On this Labor Day, I feel fortunate to have a good job with decent pay and wonderful people to work with. Of course, not all Americans are so lucky. And now as the federal government and its states grapple with a fiscal crisis that grows uglier by the week, organized labor is being asked to make some sacrifices.

I’m no great fan of Andrew Cuomo, the New York gubernatorial candidate, but he has written a fairly brave piece in the Daily News today about the need for public employees unions to sacrifice for the good of the state.

The op-ed piece is short on specifics but calls for the unions to show the vision and selflessness that they did during the mid-1970s, when NYC almost declared bankruptcy and organized labor rose to the occasion with wage freezes and other concessions.
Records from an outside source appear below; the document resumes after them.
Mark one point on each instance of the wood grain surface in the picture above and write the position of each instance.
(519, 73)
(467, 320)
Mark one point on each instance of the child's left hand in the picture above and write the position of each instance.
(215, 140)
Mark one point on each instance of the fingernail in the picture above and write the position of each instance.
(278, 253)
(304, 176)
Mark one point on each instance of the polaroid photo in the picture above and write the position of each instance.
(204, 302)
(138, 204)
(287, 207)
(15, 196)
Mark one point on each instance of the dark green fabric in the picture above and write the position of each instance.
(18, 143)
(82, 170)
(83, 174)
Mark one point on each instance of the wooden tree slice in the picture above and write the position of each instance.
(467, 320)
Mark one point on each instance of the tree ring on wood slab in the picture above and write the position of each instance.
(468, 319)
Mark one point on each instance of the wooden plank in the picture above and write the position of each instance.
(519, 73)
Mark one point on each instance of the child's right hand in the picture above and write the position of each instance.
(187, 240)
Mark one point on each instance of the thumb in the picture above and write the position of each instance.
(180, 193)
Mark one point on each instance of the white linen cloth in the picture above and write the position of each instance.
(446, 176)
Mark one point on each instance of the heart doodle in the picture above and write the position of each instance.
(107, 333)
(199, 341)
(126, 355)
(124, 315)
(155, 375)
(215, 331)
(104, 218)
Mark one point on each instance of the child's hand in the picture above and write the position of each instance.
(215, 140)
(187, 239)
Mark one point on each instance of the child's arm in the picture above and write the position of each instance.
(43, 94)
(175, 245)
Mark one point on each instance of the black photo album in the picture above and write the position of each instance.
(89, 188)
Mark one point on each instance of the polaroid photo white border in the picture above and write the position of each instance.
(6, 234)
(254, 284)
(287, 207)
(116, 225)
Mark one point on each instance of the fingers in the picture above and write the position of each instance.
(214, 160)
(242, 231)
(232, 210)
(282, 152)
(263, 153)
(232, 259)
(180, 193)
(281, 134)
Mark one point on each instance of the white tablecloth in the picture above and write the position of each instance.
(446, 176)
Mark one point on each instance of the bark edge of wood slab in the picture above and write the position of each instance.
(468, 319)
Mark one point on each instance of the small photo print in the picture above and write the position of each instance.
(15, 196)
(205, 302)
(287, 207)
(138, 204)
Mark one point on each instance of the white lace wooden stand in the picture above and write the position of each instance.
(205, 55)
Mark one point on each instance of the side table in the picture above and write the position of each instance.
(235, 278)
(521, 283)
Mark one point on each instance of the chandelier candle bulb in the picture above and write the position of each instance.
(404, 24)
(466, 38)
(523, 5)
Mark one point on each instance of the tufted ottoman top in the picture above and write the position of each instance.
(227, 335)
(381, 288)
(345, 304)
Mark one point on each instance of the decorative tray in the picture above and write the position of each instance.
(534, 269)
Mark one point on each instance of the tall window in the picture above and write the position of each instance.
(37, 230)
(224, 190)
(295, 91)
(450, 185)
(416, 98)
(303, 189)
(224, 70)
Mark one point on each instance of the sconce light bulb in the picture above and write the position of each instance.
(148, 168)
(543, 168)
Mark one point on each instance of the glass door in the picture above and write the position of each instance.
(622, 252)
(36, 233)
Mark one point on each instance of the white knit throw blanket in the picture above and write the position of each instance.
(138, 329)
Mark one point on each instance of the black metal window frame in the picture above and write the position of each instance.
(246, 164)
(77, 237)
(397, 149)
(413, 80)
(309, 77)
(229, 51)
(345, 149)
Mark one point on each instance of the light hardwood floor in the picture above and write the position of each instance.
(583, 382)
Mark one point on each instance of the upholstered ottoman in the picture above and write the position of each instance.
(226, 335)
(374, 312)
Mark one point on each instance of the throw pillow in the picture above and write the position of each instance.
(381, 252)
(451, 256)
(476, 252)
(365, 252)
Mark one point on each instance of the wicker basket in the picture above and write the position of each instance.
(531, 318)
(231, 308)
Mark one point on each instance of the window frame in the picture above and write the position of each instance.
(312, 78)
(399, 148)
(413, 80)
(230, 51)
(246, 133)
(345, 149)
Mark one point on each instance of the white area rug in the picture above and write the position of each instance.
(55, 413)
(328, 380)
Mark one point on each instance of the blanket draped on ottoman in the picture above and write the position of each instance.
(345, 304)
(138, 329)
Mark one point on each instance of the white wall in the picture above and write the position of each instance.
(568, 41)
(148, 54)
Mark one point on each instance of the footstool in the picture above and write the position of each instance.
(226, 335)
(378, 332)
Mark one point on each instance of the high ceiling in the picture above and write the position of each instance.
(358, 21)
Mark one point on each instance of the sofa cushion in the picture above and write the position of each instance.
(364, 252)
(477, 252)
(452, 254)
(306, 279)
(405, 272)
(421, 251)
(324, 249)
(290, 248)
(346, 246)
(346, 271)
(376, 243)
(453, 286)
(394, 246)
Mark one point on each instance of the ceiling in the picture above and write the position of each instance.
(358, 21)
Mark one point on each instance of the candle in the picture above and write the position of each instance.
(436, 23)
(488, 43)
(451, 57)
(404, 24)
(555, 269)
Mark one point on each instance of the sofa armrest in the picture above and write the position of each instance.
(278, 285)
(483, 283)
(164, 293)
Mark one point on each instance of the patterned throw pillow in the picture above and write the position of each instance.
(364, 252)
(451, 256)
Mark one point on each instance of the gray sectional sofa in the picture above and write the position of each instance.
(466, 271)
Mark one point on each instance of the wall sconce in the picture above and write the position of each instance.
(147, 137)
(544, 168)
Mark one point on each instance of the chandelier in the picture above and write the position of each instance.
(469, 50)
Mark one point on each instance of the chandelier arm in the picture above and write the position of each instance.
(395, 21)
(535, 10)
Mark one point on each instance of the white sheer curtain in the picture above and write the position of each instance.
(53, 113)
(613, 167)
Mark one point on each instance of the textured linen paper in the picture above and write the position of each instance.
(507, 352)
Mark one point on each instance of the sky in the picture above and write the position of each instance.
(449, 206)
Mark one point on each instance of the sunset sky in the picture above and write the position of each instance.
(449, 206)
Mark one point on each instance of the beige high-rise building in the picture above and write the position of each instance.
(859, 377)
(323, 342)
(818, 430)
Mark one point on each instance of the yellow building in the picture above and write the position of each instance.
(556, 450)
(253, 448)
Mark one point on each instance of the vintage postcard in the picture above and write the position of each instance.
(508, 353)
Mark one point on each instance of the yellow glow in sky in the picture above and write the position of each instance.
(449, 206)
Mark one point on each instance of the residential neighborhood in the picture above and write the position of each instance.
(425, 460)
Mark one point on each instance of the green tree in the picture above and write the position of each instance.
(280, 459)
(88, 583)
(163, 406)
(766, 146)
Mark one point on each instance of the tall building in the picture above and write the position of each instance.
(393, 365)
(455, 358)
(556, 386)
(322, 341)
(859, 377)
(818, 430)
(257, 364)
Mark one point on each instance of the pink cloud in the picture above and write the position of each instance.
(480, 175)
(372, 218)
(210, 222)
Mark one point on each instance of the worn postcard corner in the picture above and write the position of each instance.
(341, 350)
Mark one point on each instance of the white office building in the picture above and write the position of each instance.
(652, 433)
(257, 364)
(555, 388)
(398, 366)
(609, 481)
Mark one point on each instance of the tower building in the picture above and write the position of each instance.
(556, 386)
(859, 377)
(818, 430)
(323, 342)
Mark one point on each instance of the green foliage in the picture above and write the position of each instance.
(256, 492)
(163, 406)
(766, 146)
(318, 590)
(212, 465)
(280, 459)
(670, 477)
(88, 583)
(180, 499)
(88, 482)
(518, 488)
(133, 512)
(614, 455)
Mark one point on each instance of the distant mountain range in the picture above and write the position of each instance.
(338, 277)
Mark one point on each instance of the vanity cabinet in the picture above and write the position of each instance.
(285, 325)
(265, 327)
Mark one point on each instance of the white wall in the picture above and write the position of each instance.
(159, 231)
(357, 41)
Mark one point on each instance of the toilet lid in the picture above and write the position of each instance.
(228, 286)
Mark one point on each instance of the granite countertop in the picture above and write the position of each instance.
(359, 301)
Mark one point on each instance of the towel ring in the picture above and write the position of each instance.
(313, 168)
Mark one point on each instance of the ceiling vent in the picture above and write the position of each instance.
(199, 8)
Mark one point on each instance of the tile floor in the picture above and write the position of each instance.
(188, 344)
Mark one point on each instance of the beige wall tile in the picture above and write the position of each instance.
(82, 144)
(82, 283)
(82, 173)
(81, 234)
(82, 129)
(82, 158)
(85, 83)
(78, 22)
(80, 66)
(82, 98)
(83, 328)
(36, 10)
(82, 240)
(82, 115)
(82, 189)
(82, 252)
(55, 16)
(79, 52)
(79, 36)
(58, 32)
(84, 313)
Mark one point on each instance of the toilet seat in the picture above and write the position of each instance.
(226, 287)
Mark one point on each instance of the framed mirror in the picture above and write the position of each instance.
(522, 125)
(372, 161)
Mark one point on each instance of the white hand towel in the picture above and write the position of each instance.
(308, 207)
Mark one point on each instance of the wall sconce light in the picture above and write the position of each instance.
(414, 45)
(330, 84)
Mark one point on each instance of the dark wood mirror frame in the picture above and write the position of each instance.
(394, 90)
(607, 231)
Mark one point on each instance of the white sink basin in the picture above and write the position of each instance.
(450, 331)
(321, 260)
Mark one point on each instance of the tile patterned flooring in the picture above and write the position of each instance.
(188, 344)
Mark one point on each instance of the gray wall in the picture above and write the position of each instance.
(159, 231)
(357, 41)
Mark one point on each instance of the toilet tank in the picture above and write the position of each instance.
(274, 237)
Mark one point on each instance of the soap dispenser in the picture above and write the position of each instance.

But those same unions haven’t showed such great vision this time around. New York State United Teachers (NYSUT), for example, thinks the solution lies in increasing taxes “on the wealthy,” while engaging in business-as-usual for its members’ wages and benefits.

What those educators do not realize is that NYS is already extraordinarily dependent on taxes paid by the high-wage earners on Wall Street. The near-collapse of the financial services sector in 2008-09 is one of the main reasons why the state’s in such a terrible bind in the first place.

NYSUT’s position on eliminating the state’s $15 billion deficit seems to be: “We’re not giving an inch. Let’s raise taxes on everyone who earns more than teachers. Then the state will have plenty of cash.” Of course, it’s easy to spend other people’s money. The only fair and equitable way to get out of this fiscal mess is to require sacrifices from everyone.

Here in Connecticut, where we face a projected deficit of almost $4 billion next year, I am willing to pay increased taxes if that’s the only way to climb out of our hole. But in order to have a stake in fiscal responsibility for the foreseeable future, everyone must contribute.

After all, it’s very easy to advocate for higher spending if someone else is going to pay for it. Just ask NYSUT. Heck, just ask my kids. They do it every day.